Kites and Balloons: New Year Adventures in Cappadocia

1x
0:000:00
View Mode:
  • Cappadocia'nın üstünde, kışın soğuk havası irkiltiyordu.

    Above Cappadocia, the cold winter air was startling.

  • Emir, Selin ve Kerem, yeni yılın ilk gününde, rüzgarın gücünü hissedebiliyordu.

    Emir, Selin, and Kerem could feel the strength of the wind on the first day of the new year.

  • Emir çok heyecanlıydı.

    Emir was very excited.

  • Uçurtma, gökyüzünde özgürce süzülmeliydi.

    The kite should glide freely in the sky.

  • Hem bu, onun dikkatini eski kız arkadaşından da uzaklaştıracaktı.

    Besides, this would also distract him from his ex-girlfriend.

  • Selin, yanlarındaki kayanın üstüne çıkıp, "Hadi, uçurtmayı hazırlayalım!" diye önerdi.

    Selin, climbing onto the rock beside them, suggested, "Come on, let's prepare the kite!"

  • Kerem, hafifçe ürkekti.

    Kerem was slightly timid.

  • Yüksek yerler ona hep korkutucu gelirdi.

    High places always seemed frightening to him.

  • Ama arkadaşlarıyla olmak, korkularını yenmek için iyi bir fırsattı.

    But being with his friends was a good opportunity to overcome his fears.

  • Uçurtma hazırdı.

    The kite was ready.

  • Rüzgar sertti.

    The wind was strong.

  • Uçurtma, havada bir kuş gibi süzüldü.

    The kite glided in the air like a bird.

  • Tam da o anda, bir sıcak hava balonuna doğru sürüklendi.

    Just at that moment, it drifted towards a hot air balloon.

  • Emir, "Aman dikkat!" diye bağırdı, ipi çekerek.

    Emir shouted, "Watch out!" while pulling the string.

  • Kerem, tereddütle, "Ya bir şey olursa?" diye sordu.

    Kerem, hesitantly, asked, "What if something happens?"

  • Selin ise, "Sakin ol, her şey yolunda," dedi, gülümseyerek.

    But Selin said, "Relax, everything's fine," smiling.

  • Rüzgar tekrar esti.

    The wind blew again.

  • Uçurtmayı taşın üstünden daha iyi bir yere götürmeliydiler.

    They needed to move the kite to a better spot from the rock.

  • Emir, daha yüksek bir tepeye çıkmaya karar verdi.

    Emir decided to climb to a higher hill.

  • Oradan daha iyi kontrol edebilirdi.

    He could control it better from there.

  • Selin, "Bunu birlikte yapabiliriz," diye cesaret verdi.

    Selin encouraged him, "We can do this together."

  • Kerem, arkadaşlarının arkasından kalabalığın arasına katıldı, biraz endişeli ama istekliydi.

    Kerem joined the crowd behind his friends, a bit anxious but eager.

  • Tepede durdular.

    They stood on the hill.

  • Rüzgar inanılmazdı.

    The wind was incredible.

  • Emir, uçurtmayı daha sıkı tuttu.

    Emir held the kite tighter.

  • Selin, ipleri dikkatle kontrol etti.

    Selin carefully controlled the strings.

  • Kerem nefesini tuttu.

    Kerem held his breath.

  • Aniden, uçurtma bir kez daha balonların arasına yöneldi.

    Suddenly, the kite directed itself once more among the balloons.

  • Hep beraber çığlık attılar.

    They all screamed together.

  • Ama bu kez, ip hızla açılmaya başladı.

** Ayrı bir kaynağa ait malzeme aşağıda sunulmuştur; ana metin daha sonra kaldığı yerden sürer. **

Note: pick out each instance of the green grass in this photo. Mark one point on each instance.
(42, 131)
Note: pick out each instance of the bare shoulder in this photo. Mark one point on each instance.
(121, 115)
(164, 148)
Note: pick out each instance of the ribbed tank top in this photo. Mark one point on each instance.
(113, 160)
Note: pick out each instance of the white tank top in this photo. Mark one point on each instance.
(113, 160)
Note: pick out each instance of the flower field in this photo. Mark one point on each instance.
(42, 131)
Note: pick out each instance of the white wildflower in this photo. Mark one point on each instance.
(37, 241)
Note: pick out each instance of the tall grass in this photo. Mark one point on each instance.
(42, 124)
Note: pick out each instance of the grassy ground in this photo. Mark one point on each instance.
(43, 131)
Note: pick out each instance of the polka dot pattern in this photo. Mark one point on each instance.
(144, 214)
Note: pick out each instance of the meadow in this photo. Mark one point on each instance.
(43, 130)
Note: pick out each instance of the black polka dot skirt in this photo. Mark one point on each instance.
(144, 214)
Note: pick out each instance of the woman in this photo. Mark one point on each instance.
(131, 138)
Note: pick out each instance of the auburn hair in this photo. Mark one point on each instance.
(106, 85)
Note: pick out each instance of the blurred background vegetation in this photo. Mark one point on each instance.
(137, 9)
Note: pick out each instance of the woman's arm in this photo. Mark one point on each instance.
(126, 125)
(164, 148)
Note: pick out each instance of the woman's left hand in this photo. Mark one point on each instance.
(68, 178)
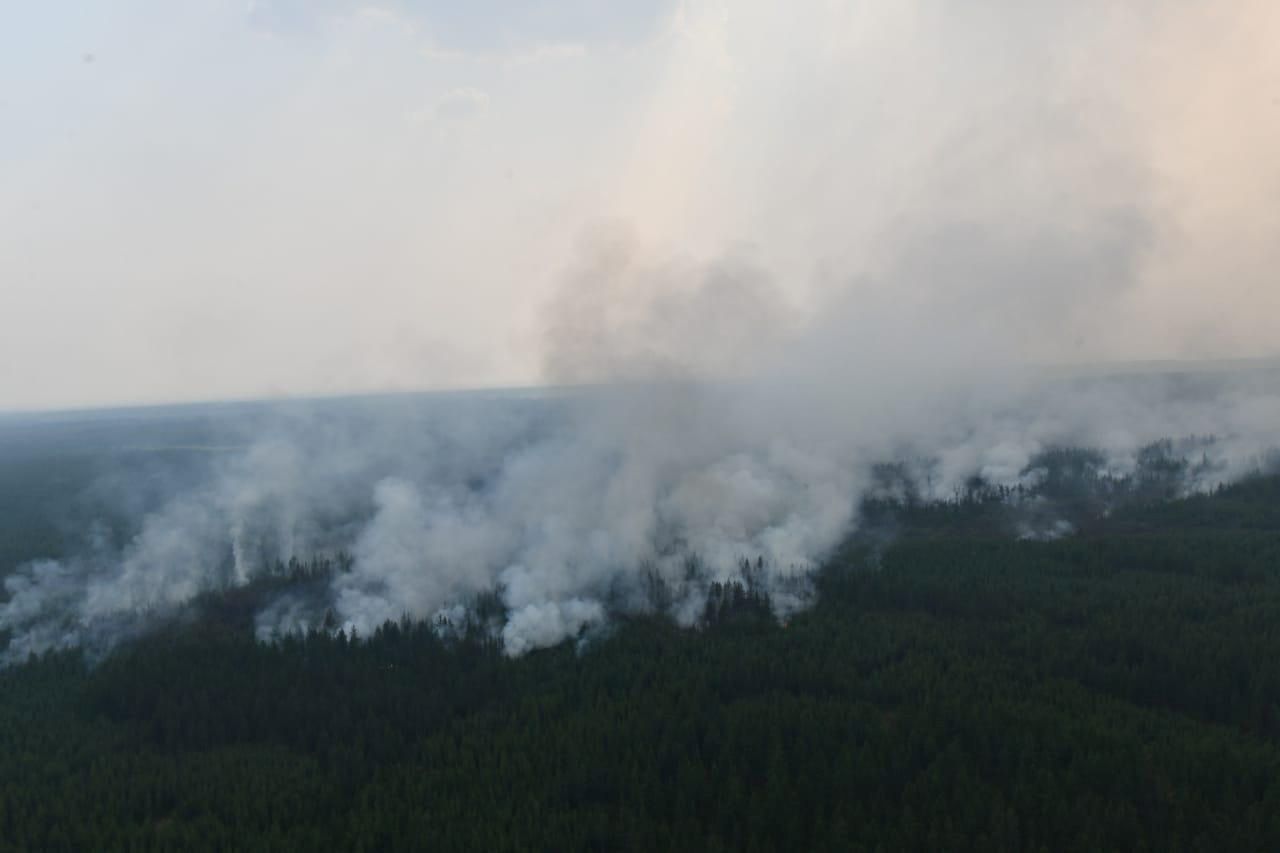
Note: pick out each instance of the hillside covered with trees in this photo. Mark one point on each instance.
(952, 688)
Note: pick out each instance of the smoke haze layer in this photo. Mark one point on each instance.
(571, 505)
(804, 243)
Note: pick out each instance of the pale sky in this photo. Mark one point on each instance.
(233, 199)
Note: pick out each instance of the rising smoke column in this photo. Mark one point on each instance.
(845, 237)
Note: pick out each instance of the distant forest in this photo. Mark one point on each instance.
(954, 688)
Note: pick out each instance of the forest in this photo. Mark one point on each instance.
(952, 688)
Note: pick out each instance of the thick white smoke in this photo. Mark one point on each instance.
(853, 231)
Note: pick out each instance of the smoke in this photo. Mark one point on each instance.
(954, 203)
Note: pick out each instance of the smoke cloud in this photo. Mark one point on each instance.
(839, 237)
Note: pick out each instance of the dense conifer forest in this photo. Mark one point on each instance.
(954, 688)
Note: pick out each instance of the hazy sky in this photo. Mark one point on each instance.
(223, 199)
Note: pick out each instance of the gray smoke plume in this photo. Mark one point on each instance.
(965, 226)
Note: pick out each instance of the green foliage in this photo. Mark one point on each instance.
(1109, 690)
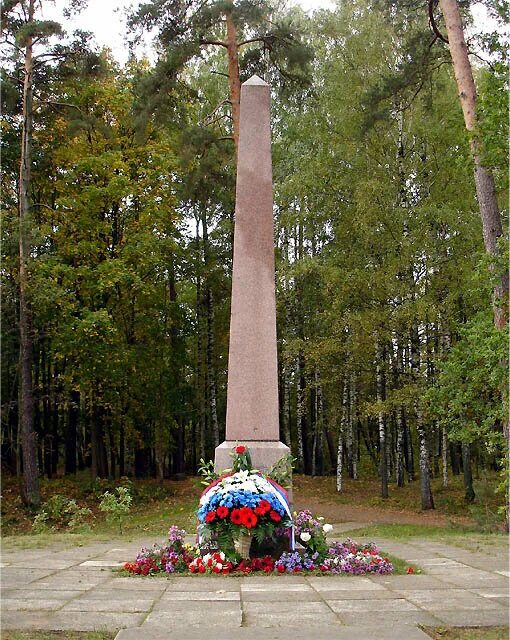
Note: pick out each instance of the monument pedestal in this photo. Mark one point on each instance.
(263, 454)
(252, 389)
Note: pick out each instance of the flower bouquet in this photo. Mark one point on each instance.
(240, 506)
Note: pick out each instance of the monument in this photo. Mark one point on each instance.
(252, 388)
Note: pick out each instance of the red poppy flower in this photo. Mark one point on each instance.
(262, 508)
(210, 517)
(248, 518)
(236, 517)
(275, 517)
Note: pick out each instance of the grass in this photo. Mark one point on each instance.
(58, 635)
(465, 538)
(449, 501)
(477, 633)
(158, 505)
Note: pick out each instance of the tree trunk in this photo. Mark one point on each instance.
(286, 407)
(73, 414)
(469, 492)
(30, 491)
(300, 413)
(234, 81)
(400, 447)
(341, 435)
(427, 501)
(381, 421)
(484, 180)
(444, 455)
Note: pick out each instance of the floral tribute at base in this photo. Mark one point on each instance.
(245, 506)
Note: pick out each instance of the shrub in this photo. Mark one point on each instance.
(116, 505)
(60, 512)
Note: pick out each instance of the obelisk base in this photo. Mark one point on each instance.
(263, 454)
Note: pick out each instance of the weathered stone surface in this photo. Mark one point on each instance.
(372, 606)
(270, 607)
(118, 605)
(252, 390)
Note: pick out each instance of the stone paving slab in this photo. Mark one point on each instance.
(397, 632)
(133, 605)
(217, 596)
(371, 606)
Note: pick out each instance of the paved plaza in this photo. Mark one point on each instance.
(76, 589)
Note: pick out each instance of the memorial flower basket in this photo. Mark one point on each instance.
(241, 506)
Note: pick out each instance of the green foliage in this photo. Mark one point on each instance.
(206, 470)
(281, 470)
(467, 395)
(241, 459)
(60, 512)
(116, 505)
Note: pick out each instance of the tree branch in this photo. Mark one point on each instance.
(431, 5)
(219, 73)
(52, 103)
(259, 39)
(217, 43)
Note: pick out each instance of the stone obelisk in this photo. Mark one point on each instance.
(252, 390)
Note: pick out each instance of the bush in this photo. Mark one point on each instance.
(60, 512)
(116, 505)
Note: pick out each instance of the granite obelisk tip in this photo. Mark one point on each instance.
(252, 389)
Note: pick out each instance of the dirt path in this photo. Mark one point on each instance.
(334, 512)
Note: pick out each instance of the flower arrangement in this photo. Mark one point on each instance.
(311, 532)
(241, 505)
(172, 558)
(211, 563)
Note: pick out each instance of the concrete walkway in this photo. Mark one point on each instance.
(76, 589)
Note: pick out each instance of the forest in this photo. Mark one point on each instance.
(118, 195)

    But this time, the string began to quickly unravel.

  • Heyecan dolu bu an sona erdi.

    The moment filled with excitement came to an end.

  • Uçurtma, sıcak hava balonlarının üstünde süzüldü.

    The kite soared above the hot air balloons.

  • "Yaptık!" diye bağırdı Emir.

    "We did it!" shouted Emir.

  • O sırada, bir baloncu yukarıdan şapkasını çıkartarak onlara selam verdi.

    Meanwhile, one of the balloonists took off his hat from above and saluted them.

  • Gülmeye başladılar.

    They began to laugh.

  • Emir, eski sevgilisini unutmuş gibiydi.

    Emir seemed to have forgotten his ex-girlfriend.

  • Kerem, yükseklik korkusunu biraz daha az hissediyordu.

    Kerem felt a little less of his fear of heights.

  • Selin, bazen biraz mizahla spontane olmanın iyi olduğunu anladı.

    Selin realized that sometimes being spontaneous with a bit of humor was a good thing.

  • Cappadocia'nın büyülü kış manzarası altında, dostlukları ve cesaretleri daha da güçlendi.

    Under the magical winter scenery of Cappadocia, their friendship and courage grew even stronger.

  • Yeni yıla böyle bir başlangıç yapmak hiç fena değildi.

    Starting the new year this way wasn't bad at all.

  • Birlikte gökyüzüne baktılar.

    They looked up at the sky together.

  • Bugün, rüzgarın onlara getirdiği hem bir macera hem de bir hafiflik hissi olmuştu.

    Today had brought them both an adventure and a sense of lightness with the wind.